The God’s Eye View starts off mild, then builds suspense at the same time we start caring about the characters.
Evie Gallagher like any mother, wants to take care of her young son, Dash. Dash is deaf and Evie is divorced, with her ex-husband only peripherally involved so Evie needs her job. Evie is good at her work and enjoys the technical challenges and the trust and access to her boss, Anders. Evie’s job? She’s an analyst at the NSA and her boss is the director.
Anders is also fanatical about building complete surveillance, complete information access on everybody and complete ability to track and monitor everyone. He’s amoral and manipulative and sees everything he does as good for the country. In other words he is one scary, creepy menace.
The Plot
Evie keeps her head down and does her job developing a tracking system that leads her to discover a high up NSA stationed in Turkey has contacted a “subversive” journalist. Evie reports that contact to Anders and also asks him whether her report about a CIA analyst in contact with a different “subversive” had anything to do with the analyst’s reported suicide the next day. Anders denies it, but she can’t quite trust him – but she does not want to suspect him.
The plot builds from here. Anders calls in his favorite nasty guys to take down the two men in Turkey, but one of the take downs, meant to be a straightforward kidnapping/murder, backfires when the kidnappers go public with their captive. Meanwhile Anders discovers that the high NSA official, now dead, very likely knew of his pet project, God’s Eye. Anders goes into high gear to stomp out any possibility of his project becoming public.
The book moves fast.

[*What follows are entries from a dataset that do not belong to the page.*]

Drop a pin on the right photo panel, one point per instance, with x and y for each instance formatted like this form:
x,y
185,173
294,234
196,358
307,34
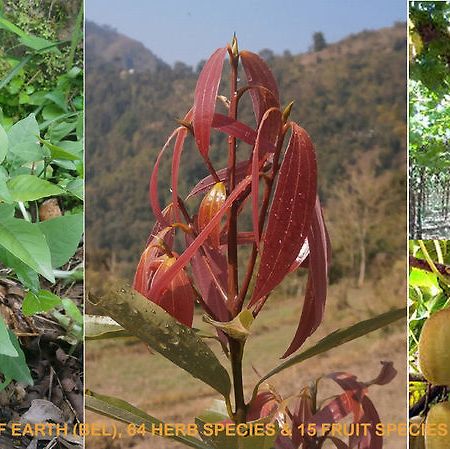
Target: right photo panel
x,y
429,225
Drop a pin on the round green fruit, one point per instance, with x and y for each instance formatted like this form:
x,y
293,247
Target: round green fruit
x,y
437,435
434,348
416,439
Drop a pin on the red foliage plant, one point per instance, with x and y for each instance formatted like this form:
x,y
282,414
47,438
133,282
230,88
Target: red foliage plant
x,y
278,179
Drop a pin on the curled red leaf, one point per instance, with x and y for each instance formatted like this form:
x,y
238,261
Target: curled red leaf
x,y
189,252
269,132
316,288
205,97
223,175
177,298
210,205
181,134
258,73
290,214
177,151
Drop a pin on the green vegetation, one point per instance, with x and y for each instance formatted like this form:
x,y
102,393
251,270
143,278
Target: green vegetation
x,y
358,84
41,162
429,293
429,119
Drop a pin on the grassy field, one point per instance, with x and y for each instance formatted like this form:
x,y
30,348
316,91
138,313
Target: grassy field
x,y
125,368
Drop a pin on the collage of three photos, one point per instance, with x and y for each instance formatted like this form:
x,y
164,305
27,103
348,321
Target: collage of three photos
x,y
224,226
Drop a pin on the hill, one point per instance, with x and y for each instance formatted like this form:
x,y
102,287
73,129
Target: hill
x,y
104,45
350,97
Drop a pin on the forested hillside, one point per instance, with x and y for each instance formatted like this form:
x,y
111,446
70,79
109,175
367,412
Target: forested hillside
x,y
350,97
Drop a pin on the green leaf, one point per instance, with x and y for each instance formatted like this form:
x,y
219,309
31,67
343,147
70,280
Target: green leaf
x,y
6,345
123,411
23,142
164,334
26,242
3,144
38,43
26,275
9,26
63,235
59,152
15,368
7,210
5,194
238,328
338,338
76,188
102,327
41,302
29,187
72,311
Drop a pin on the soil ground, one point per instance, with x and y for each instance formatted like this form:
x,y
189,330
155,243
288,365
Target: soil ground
x,y
126,369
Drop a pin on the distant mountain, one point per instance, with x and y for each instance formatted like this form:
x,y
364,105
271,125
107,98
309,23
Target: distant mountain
x,y
350,97
104,45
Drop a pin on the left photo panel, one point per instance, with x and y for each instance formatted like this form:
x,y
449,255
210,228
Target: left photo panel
x,y
41,223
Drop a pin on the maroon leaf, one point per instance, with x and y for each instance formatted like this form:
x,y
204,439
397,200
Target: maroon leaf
x,y
290,214
180,132
268,131
338,443
372,440
210,205
178,149
209,272
168,215
205,97
177,298
283,442
263,405
302,414
258,73
242,170
149,262
243,238
386,375
316,289
184,258
234,128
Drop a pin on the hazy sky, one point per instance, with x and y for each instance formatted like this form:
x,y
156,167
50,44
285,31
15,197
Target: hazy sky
x,y
189,30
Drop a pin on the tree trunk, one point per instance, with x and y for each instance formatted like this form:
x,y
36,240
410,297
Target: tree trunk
x,y
362,263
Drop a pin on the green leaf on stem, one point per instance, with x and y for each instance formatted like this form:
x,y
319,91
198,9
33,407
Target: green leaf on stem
x,y
23,143
123,411
6,346
40,302
164,334
28,188
25,241
102,327
14,368
3,144
338,338
63,235
238,328
26,275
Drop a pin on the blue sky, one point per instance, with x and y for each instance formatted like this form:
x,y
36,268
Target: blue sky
x,y
189,30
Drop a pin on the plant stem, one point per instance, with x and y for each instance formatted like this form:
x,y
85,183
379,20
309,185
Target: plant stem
x,y
233,280
24,211
236,354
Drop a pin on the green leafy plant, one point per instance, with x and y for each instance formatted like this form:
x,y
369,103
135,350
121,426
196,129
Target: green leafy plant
x,y
41,167
429,120
191,258
429,298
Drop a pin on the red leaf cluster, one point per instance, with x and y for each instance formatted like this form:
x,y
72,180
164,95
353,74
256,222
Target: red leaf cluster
x,y
353,401
279,181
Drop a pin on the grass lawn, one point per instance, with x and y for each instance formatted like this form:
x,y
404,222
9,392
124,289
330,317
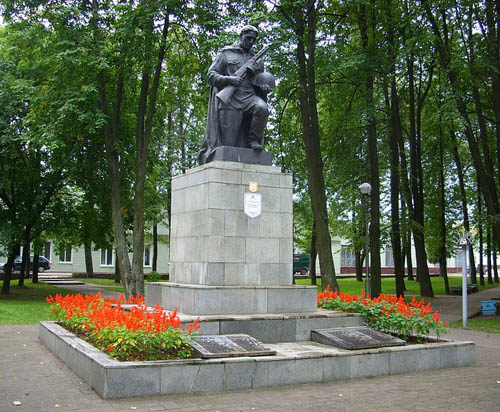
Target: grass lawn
x,y
27,305
354,287
109,283
482,325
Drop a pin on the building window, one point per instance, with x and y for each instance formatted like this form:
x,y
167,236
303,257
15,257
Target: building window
x,y
347,256
106,257
65,256
389,257
147,256
46,250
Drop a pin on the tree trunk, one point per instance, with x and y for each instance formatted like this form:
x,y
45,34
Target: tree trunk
x,y
313,255
372,150
463,198
488,254
443,271
416,189
481,239
482,161
8,271
25,262
89,266
311,138
495,266
155,248
147,105
118,273
394,137
35,266
111,132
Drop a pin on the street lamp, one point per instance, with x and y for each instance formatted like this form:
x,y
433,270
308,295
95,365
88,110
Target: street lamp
x,y
365,190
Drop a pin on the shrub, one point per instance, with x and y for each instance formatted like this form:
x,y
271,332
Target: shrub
x,y
142,333
386,313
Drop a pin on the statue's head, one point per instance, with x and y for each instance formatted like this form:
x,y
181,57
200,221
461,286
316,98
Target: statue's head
x,y
248,36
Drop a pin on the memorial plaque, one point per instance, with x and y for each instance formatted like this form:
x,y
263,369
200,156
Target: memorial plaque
x,y
358,337
223,346
253,204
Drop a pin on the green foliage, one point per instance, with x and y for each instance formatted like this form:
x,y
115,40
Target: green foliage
x,y
153,276
388,313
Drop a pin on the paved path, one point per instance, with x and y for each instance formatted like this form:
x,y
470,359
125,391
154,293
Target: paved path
x,y
30,374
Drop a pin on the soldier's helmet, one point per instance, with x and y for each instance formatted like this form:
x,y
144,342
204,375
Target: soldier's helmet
x,y
265,78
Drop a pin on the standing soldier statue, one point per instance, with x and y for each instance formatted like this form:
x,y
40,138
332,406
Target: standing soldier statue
x,y
237,110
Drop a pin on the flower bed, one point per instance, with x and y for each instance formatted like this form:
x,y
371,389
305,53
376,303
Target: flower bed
x,y
136,335
389,314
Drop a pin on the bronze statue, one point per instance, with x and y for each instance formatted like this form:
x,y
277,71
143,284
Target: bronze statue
x,y
237,110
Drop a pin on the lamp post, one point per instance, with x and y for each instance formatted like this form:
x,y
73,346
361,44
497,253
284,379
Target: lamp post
x,y
466,245
365,190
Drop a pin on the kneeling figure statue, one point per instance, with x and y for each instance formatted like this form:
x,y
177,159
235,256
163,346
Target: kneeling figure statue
x,y
237,109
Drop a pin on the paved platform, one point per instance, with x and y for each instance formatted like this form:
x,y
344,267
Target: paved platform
x,y
32,375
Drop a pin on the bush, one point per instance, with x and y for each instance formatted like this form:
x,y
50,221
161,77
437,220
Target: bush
x,y
135,335
388,313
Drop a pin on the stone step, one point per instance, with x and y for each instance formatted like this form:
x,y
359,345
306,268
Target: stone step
x,y
274,328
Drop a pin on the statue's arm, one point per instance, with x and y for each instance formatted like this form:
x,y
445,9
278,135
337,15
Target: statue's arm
x,y
216,75
256,68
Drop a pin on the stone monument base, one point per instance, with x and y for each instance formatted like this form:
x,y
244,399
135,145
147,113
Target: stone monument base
x,y
238,300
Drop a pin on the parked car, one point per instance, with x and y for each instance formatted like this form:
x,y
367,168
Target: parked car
x,y
301,263
43,264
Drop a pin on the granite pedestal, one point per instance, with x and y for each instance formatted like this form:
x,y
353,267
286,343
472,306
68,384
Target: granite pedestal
x,y
221,260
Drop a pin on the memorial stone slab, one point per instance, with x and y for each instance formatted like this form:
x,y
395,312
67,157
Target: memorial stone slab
x,y
352,338
224,346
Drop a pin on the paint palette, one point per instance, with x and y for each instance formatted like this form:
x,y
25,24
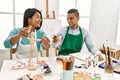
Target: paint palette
x,y
116,66
18,66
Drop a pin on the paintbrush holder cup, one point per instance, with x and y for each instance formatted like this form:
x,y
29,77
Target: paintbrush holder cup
x,y
67,75
108,65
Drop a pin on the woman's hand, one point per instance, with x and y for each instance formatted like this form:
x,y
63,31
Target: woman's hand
x,y
100,57
45,43
56,39
25,31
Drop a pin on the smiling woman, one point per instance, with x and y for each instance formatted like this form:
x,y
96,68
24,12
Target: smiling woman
x,y
12,13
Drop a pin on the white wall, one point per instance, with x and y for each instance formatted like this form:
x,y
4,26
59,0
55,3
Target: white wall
x,y
52,5
103,23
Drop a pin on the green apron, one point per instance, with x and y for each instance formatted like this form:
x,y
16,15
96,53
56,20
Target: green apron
x,y
71,43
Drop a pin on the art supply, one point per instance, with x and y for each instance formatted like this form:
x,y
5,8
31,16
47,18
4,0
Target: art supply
x,y
67,73
108,63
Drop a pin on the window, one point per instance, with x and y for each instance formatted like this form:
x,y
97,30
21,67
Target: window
x,y
11,15
81,5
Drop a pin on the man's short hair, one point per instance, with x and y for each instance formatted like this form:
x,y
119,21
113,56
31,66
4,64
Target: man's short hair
x,y
73,11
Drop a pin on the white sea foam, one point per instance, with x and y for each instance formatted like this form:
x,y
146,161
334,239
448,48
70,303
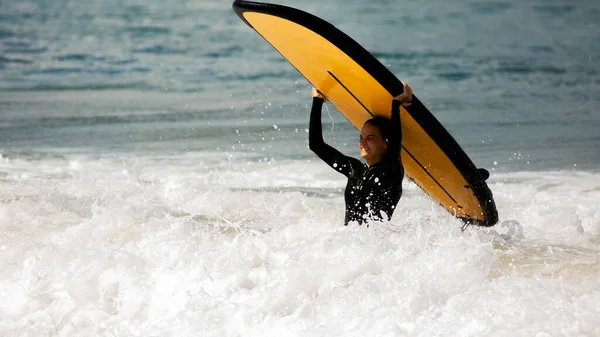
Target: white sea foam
x,y
216,246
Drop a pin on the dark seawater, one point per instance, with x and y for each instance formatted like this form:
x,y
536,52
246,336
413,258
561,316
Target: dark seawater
x,y
155,178
516,83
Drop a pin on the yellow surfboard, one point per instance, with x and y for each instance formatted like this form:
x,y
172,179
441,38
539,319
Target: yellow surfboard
x,y
360,87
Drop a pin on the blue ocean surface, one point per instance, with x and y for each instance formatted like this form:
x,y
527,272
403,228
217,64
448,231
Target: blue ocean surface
x,y
155,177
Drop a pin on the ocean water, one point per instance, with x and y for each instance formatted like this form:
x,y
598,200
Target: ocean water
x,y
155,178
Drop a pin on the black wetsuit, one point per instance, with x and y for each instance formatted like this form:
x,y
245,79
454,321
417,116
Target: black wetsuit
x,y
370,191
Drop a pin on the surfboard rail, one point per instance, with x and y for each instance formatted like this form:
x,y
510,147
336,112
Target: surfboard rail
x,y
462,192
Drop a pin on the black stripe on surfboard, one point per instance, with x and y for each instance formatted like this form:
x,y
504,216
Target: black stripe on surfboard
x,y
350,92
393,85
432,177
410,154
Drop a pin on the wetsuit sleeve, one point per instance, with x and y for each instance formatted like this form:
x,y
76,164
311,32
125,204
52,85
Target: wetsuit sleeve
x,y
396,136
328,154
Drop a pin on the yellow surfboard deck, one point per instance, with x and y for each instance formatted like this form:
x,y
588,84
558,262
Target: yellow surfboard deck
x,y
360,87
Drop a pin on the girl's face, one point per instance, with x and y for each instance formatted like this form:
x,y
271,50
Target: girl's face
x,y
372,146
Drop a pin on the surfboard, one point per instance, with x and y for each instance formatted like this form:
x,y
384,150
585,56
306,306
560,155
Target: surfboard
x,y
360,87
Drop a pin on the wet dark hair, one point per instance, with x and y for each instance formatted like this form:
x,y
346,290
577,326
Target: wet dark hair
x,y
383,125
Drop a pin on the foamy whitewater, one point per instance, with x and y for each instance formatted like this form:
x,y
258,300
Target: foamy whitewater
x,y
155,178
191,246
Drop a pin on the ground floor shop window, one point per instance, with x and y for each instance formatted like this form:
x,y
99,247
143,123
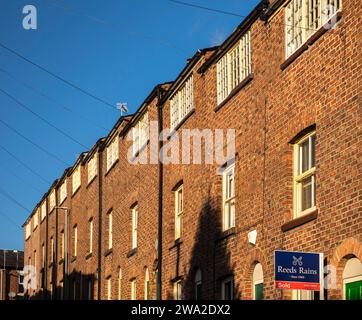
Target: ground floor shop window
x,y
352,280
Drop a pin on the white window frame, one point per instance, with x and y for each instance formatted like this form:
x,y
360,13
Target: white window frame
x,y
120,284
110,230
75,241
63,192
90,289
112,152
182,103
303,18
179,209
223,284
92,168
134,226
62,245
141,133
43,210
36,219
109,288
76,183
134,289
52,249
198,281
28,230
147,285
300,176
228,198
43,255
302,295
91,235
234,67
257,281
52,200
177,290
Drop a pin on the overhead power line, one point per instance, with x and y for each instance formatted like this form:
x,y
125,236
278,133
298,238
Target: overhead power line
x,y
10,219
7,170
33,143
104,102
54,102
43,119
115,27
24,164
206,8
8,196
192,5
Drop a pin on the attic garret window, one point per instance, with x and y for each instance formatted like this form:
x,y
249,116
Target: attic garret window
x,y
92,168
234,67
112,153
304,17
76,179
182,103
140,133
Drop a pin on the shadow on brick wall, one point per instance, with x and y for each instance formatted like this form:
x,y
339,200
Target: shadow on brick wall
x,y
210,262
80,287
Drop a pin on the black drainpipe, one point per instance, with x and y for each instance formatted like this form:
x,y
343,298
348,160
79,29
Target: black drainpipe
x,y
99,223
55,264
160,192
45,293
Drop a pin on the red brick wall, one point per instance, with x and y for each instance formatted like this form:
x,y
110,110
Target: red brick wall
x,y
320,87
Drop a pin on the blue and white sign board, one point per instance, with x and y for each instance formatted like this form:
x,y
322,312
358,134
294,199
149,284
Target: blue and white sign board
x,y
298,270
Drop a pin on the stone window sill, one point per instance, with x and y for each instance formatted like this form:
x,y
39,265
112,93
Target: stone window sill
x,y
111,167
108,252
131,253
226,234
175,244
300,221
241,85
181,123
313,38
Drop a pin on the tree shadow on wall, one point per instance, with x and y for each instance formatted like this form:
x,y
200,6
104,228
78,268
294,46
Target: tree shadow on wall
x,y
210,264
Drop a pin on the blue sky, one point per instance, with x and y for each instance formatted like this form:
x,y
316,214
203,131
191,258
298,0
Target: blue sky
x,y
142,43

Evie is smart and connects the dots all too soon for Anders who orders her death. Unfortunately for him, one of his nasty guys, Manus, has fallen for Evie and protects her. Anders spins out of control, not caring who or how many people he has to kill in order to protect his big secrets.
The end is satisfying but not conclusive. Big Brother is still out there, just a bit less virulent.
Characters
The people are well done, especially the main antagonists, Evie and Ander. Eisler shows how someone like Anders, a decorated veteran, patriot, dedicated to serving his country, could go so far into the dark side. Evie is easy to understand. She’s smart, she enjoys being good at her work, she loves her son and needs the best job she can get in order to send him to the special school. The two nasties are less detailed, sufficient for the story.
Backstory
The God’s Eye View is darn scary. We know we don’t get the full story in the news and we know we can’t trust the government to be the shining city on the hill we all hope it to be. Author Barry Eisler uses headlines and the fallout from the Eric Snowden affair to craft an excellent story. With luck it will help us all question what we read and see.
Overall I’d give The God’s Eye View 4 stars. Very well done, reasonably enjoyable and scary as heck.